Clark got hooked as a kid growing up in Maine and fed his obsession while at culinary school in Montpelier, Vermont, where he snacked on Ben & Jerry's flavors like Cherry Garcia and White Russian (a flavor he wishes were still available). "I started making all of my ice cream back when I was with Big Red F at Centro Latin Kitchen," he recalls. "We would do all kind of funky, fun Mexican flavors."
Heifer and the Hen will open right next door to BRU.
He stocked the kitchen at BRU with an ice cream machine so that he could offer guests flavors like orange blossom, chamomile tea and sour-cherry, buttermilk and dark chocolate, to name just a few of the creative combos that he and his crew have concocted. But even as he was planning the restaurant, the seeds for Heifer and the Hen were being planted. "The idea was put out there three years ago when we opened BRU," Clark says. "My wife walked past and noticed the space right next door to us was vacant and said, 'This would be a great place for an ice cream shop.'"
Although a tenant quickly scooped up the location for other purposes, when it became available again last year Clark began seriously planning his expansion into the world of frozen desserts. Heifer and the Hen will feature a list of twenty year-round flavors, plus six to eight dairy-free and sorbet options. "We're doing a lot of experimentation and having fun with it," the chef says. "We'll be using what's in season, what's looking good and how we're feeling."
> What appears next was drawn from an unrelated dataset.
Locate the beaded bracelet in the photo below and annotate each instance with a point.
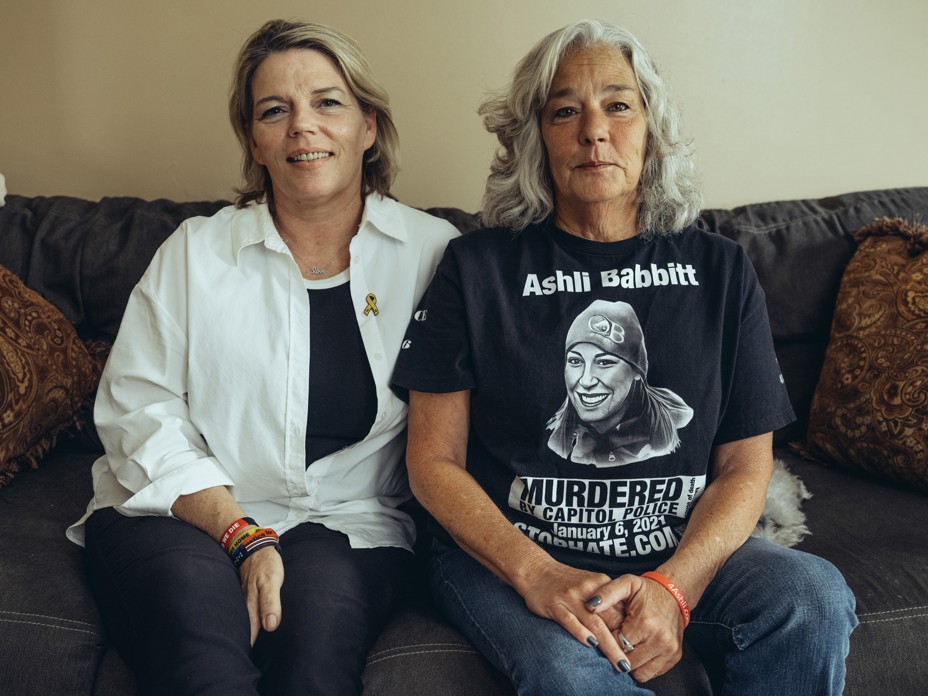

The art of ice cream at Heifer and the Hen.
Courtesy of Heifer and the Hen.
Creative ice cream sandwiches will also be a big part of the menu, ranging far beyond standard cookie-based constructions with versions along the lines of Belgian waffles sandwiching maple-bacon ice cream and a sweet "banh mi" made with pâte à choux dough and stuffed with burnt-honey ice cream and roasted almonds. Clark is also planning a float bar with swings for seats, where guests can hang out and enjoy scoop-and-soda pairings or a take on an affogato using cold-brew coffee poured over vanilla ice cream.
BRU has also turned out some beer-based frozen confections using stouts, IPAs and other styles, and Clark even made an ice cream with barley malt instead of sugar. With a brewery so close, we can only hope that a few sudsy ingredients make their way to Heifer and the Hen, too.